Spotted on Laura‘s blog. I won’t tag anyone, but if you fancy taking part, please do!
Last Book I Gave Up On:

Cat’s Eye by Margaret Atwood, about a month ago. Not the book’s fault; it wasn’t the right choice for the time. I’m not sure when it will be, though.
Last Book I Re-Read:

Beowulf, I guess, back in December. Though I read a new translation, by Maria Dahvana Headley, which suggests a feminist and racialized reading of the poem, in which Grendel is a mixed-race boy and his mother a bereaved warrior, not a swamp monster.
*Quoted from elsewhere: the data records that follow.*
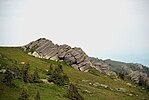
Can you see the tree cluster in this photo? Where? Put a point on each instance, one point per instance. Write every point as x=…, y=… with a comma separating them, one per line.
x=57, y=76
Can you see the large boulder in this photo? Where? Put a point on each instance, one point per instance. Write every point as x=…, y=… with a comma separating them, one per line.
x=43, y=48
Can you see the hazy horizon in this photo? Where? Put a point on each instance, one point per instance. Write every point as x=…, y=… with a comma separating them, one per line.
x=107, y=29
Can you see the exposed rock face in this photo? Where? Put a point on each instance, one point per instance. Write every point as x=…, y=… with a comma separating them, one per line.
x=99, y=65
x=44, y=48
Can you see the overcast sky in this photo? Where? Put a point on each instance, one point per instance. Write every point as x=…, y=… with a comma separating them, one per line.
x=115, y=29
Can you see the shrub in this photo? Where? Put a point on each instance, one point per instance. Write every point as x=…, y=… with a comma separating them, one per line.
x=58, y=77
x=37, y=96
x=73, y=93
x=24, y=95
x=8, y=77
x=25, y=73
x=36, y=77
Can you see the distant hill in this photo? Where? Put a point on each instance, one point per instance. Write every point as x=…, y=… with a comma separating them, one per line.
x=95, y=79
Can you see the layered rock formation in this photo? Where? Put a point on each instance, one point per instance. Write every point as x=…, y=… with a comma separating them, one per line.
x=99, y=65
x=78, y=59
x=44, y=48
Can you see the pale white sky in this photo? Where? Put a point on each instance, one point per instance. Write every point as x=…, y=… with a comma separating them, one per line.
x=115, y=29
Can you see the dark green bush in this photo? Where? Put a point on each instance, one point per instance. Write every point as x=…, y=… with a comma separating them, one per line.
x=24, y=95
x=73, y=93
x=58, y=77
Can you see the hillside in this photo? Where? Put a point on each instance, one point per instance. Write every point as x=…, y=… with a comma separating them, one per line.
x=92, y=85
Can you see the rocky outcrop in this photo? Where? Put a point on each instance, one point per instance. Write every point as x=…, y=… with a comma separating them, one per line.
x=44, y=48
x=99, y=65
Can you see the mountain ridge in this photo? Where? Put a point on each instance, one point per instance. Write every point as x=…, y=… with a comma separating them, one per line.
x=78, y=59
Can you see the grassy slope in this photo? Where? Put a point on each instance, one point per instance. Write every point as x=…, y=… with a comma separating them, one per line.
x=53, y=92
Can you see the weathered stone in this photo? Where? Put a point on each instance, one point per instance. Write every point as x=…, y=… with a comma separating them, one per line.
x=44, y=48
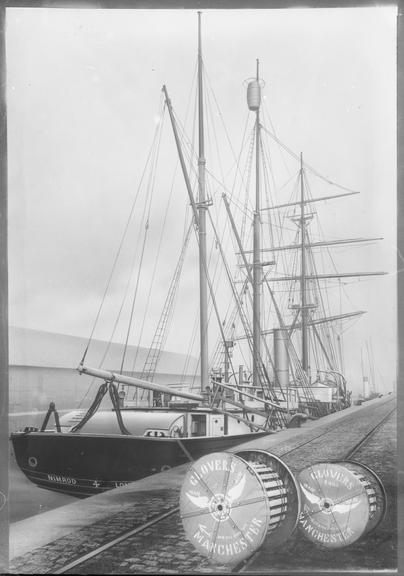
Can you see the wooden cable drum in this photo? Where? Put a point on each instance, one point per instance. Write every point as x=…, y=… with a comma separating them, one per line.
x=341, y=501
x=231, y=503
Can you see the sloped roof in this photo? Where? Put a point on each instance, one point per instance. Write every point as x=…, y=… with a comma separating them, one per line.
x=29, y=347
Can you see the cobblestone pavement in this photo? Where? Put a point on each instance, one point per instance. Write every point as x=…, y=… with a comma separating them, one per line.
x=374, y=551
x=163, y=547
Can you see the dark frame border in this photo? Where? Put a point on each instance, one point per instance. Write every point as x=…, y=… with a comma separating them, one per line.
x=191, y=4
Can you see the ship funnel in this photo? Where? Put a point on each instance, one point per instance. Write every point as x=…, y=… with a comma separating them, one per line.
x=281, y=360
x=254, y=95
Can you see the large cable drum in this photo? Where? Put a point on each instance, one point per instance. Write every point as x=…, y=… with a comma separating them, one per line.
x=341, y=501
x=230, y=503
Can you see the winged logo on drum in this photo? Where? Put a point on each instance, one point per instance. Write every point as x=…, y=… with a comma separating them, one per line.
x=341, y=507
x=232, y=495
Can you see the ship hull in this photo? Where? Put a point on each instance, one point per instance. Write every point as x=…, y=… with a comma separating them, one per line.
x=86, y=464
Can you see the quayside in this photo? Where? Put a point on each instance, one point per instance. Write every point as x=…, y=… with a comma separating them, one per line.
x=270, y=344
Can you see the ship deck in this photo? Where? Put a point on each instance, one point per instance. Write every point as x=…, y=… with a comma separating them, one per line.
x=76, y=538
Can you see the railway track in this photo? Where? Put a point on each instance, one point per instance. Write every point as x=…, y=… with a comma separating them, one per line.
x=295, y=454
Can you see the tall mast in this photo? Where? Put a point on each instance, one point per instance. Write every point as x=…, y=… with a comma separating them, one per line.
x=254, y=101
x=202, y=224
x=303, y=293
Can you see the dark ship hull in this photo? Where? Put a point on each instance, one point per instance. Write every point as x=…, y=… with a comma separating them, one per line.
x=85, y=464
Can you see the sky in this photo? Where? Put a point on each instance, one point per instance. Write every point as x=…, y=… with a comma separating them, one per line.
x=84, y=103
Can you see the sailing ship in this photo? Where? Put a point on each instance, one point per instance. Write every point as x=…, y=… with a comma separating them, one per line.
x=93, y=450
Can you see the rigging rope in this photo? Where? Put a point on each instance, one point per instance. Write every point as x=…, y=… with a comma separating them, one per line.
x=119, y=248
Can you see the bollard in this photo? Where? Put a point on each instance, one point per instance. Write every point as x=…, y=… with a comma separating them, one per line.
x=341, y=501
x=231, y=503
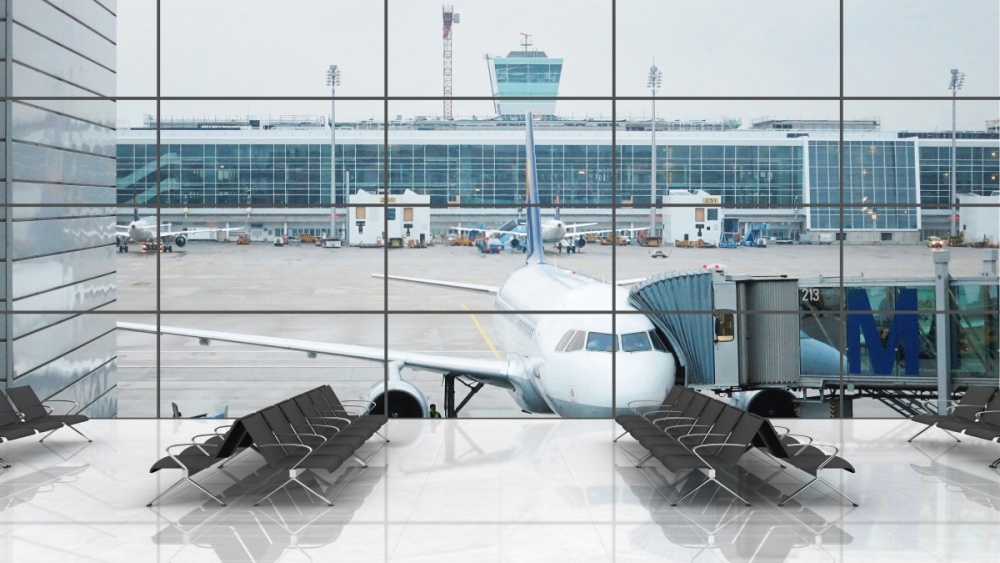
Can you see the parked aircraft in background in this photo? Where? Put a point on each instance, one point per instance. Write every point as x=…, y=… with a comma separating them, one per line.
x=144, y=230
x=556, y=363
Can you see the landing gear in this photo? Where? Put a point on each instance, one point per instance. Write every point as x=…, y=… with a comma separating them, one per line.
x=450, y=410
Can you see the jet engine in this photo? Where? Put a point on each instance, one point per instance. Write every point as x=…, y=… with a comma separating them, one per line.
x=776, y=403
x=404, y=399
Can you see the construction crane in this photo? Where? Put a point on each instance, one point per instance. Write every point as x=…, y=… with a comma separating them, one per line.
x=449, y=16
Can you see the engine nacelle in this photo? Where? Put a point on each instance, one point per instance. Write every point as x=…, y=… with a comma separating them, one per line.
x=403, y=398
x=769, y=403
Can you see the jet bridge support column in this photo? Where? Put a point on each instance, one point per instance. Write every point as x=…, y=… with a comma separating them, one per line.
x=942, y=327
x=450, y=410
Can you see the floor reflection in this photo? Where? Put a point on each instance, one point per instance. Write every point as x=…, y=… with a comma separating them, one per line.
x=289, y=521
x=982, y=490
x=713, y=521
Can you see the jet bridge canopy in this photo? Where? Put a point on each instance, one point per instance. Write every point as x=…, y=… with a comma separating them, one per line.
x=673, y=301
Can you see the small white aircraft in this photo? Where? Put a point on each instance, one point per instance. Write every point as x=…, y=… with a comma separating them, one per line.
x=554, y=231
x=153, y=236
x=556, y=363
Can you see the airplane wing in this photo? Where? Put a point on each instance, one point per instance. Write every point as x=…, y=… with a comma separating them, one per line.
x=438, y=283
x=490, y=372
x=168, y=233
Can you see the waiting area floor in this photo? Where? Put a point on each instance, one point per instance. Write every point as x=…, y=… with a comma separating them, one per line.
x=499, y=490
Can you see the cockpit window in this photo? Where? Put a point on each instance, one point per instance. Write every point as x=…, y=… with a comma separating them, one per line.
x=564, y=340
x=600, y=342
x=577, y=342
x=657, y=341
x=636, y=342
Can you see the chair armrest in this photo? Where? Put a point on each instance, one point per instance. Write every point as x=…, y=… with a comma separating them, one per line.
x=676, y=426
x=75, y=404
x=675, y=418
x=665, y=411
x=799, y=436
x=313, y=426
x=368, y=409
x=300, y=434
x=695, y=449
x=836, y=451
x=701, y=434
x=311, y=418
x=188, y=445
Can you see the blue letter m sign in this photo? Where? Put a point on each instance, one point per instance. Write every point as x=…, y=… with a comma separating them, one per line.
x=903, y=330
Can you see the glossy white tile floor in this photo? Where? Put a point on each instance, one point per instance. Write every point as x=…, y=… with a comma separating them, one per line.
x=499, y=490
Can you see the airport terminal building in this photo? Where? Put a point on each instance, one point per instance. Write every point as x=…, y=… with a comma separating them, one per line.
x=895, y=184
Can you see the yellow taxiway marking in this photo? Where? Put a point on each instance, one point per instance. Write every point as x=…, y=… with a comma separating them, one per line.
x=483, y=334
Before that, it was Ballet Shoes.
Last Book I Bought:
Tender Is the Flesh by Agustina Bazterrica, a what-if about human meat farming that my colleague Freddie is obsessed with (and that’s in translation, and released by a small press!) However, I ordered it direct from the wholesaler (a privilege afforded booksellers) on Wednesday and it’s not here yet, which is a bit disappointing; they can normally swing two-day delivery.
Last Book I Said I Read But Didn’t:

Hmmmmm. I tend not to lie about this, but I’m sure I said I’d read The Portrait of Dorian Gray when I hadn’t yet. (I have now. It’s all right. Not sure why it’s so many people’s favourite book, though.)
Last Book I Wrote In The Margins Of:

The Female Quixote by Charlotte Lennox, a 1752 satire on French romances but also on societal behaviour of Lennox’s day. I’ll be writing more about it very soon so I won’t elaborate, except to say that it’s both funnier (to my mind) and shorter than the original Quixote, and fascinating in its portrayal of how women claim power.
Last Book That I Had Signed:

Nothing for the past twelve months, at least… The last one must have been a copy of Graham Swift’s Here We Are, because I went to the celebratory dinner with his publishers. It’s a perfectly nice book, though not his best.
Last Book I Lost:

Signs For Lost Children, apparently. I had cause to look for it the other day, and I couldn’t find it in any of the bookshelves in the sitting room, under the stairs, or in my bedroom. I suppose there’s an outside chance it’s in my housemate’s bedroom bookshelf, but I don’t remember lending it to him. I don’t know where it can have gone.
Last Book I Had To Replace:

I could say any number of things here, because I left a number of books at home in Virginia (including all my Woolf, all my Joyce, Larkin, etc.) and I’m pretty sure my parents got rid of them all when they repurposed my room last year. So I’ll be buying replacement copies forever at this rate. Most recently, a damaged copy of Jonathan Strange and Mr Norrell became available at work on Friday, and I laid claim to it. My dad and I read the hardback out loud over the course of a winter, years and years ago.
Last Book I Argued Over:

Wouldn’t call it an argument exactly, but my housemate Joe finished A Little Life recently and we had a good, spirited conversation about whether it constitutes exploitation and where it sits generically.
Last Book You Couldn’t Find:

I have been trying to get hold of this edition of Barnaby Rudge, entirely because I want to read it and particularly like this cover, for YEARS, and it is out of print—the Penguin English Library clearly having decided, after their first year, that it wasn’t selling as well as some of the other Dickens novels—and there are no secondhand copies currently available online. It’s just vanished into thin air, it would seem.